I am watching reruns of M*A*S*H right now as I reflect on seeing the one and only Alan Alda in person at UVM’s Davis Center. I love watching M*A*S*H, as I feel it has held up really well over time and is a perfect mix of funny and tragic. The character Hawkeye Pierce, played by Alda, stands out even though the other cast members are excellent.

Alan Alda was also brilliant in Woody Allen movies, like Crimes and Misdemeanors (“If it bends, it’s funny. If it breaks, it’s not funny.”) Then I began seeing him getting involved in science with Scientific American and other shows that ran on PBS channels. Although today was a snow day and the roads were pretty bad, I and the intrepid Nina Madore weren’t going to miss the opportunity to see him live at UVM. I figured nobody would be there, but the giant Silver Maple Ballroom was packed.

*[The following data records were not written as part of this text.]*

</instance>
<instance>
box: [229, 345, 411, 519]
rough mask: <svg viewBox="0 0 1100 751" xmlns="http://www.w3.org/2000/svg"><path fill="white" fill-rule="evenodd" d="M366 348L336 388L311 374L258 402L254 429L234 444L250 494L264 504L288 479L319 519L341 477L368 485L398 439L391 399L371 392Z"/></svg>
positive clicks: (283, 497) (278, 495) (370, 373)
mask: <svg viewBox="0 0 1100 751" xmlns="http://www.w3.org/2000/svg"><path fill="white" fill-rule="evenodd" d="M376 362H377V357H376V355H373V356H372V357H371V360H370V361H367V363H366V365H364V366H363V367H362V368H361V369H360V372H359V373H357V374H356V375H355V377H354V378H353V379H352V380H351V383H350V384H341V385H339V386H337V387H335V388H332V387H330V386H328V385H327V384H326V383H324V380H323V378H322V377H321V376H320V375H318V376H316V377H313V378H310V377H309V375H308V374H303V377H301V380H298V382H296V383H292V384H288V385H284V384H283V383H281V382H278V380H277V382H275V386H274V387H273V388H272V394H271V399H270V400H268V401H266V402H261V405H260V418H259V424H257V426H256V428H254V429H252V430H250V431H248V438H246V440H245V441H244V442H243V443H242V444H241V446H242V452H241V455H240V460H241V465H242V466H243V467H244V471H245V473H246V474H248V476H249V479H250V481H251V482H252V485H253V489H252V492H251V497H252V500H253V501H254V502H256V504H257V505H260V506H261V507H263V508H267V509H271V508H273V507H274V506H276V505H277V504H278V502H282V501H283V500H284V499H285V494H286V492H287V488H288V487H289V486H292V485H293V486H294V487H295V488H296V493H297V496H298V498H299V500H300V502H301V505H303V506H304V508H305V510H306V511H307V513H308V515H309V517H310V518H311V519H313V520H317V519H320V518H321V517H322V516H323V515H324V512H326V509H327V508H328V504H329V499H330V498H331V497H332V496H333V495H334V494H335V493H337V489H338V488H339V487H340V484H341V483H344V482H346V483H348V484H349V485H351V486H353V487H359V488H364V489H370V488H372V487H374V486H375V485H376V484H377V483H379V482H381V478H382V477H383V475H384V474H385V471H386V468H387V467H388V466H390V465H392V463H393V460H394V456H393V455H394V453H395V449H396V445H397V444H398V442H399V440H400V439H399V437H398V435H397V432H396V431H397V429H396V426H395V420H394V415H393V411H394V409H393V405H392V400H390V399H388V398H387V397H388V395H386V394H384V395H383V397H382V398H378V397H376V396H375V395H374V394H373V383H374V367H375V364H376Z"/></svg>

I expected Alan to talk about specific science concepts, but, instead, he talked about being an effective communicator. He got rid of the podium used by those who introduced him in order to be more accessible to the audience. Actively demonstrating the theme of his talk, Alan looked carefully out at the faces in the audience and spoke in a warm, conversational manner without reading any notes. He shared the alarming statistic that 95% of Americans are not considered “science literate”. Then he went on to make the case for scientists learning to be better at relating to laypeople and working to make their research accessible.

Alan shared several ideas that scientists can use to think about improving communication. He talked about using emotion to help lodge ideas in the minds of the audience and using suspense and drama as a hook. At one point, a courageous audience member took the stage to demonstrate by walking across the stage with a very full glass of water. Another audience member was enlisted to demonstrate “the curse of knowledge” by tapping out a song. The curse of knowledge is what happens when you know something so well that you forget what it is like not to know it. In order to be a good communicator/teacher, one must break the curse and use empathy to understand the audience.

Alan’s talk was excellent. I wish more colleagues had been able to attend and that we could participate in some of the workshops he was going to be leading at UVM. His foundation, The Alan Alda Center for Communicating Science has a website worth visiting. UVM is going to begin a similar program and partner with him and his colleagues. In the meantime, elementary and middle school teachers should take a look at The Flame Challenge. Teachers of fifth and sixth graders can register here to let their students be the judges of a contest to see which scientist can best explain the answer to a science question. This year’s question is “What is sleep?”.

Alan has important messages for teachers and scientists and really anyone with a heartbeat. It’s worth visiting his website, reading more, and watching videos. Alan, thank you for coming to Vermont. I look forward to seeing UVM’s efforts in this area.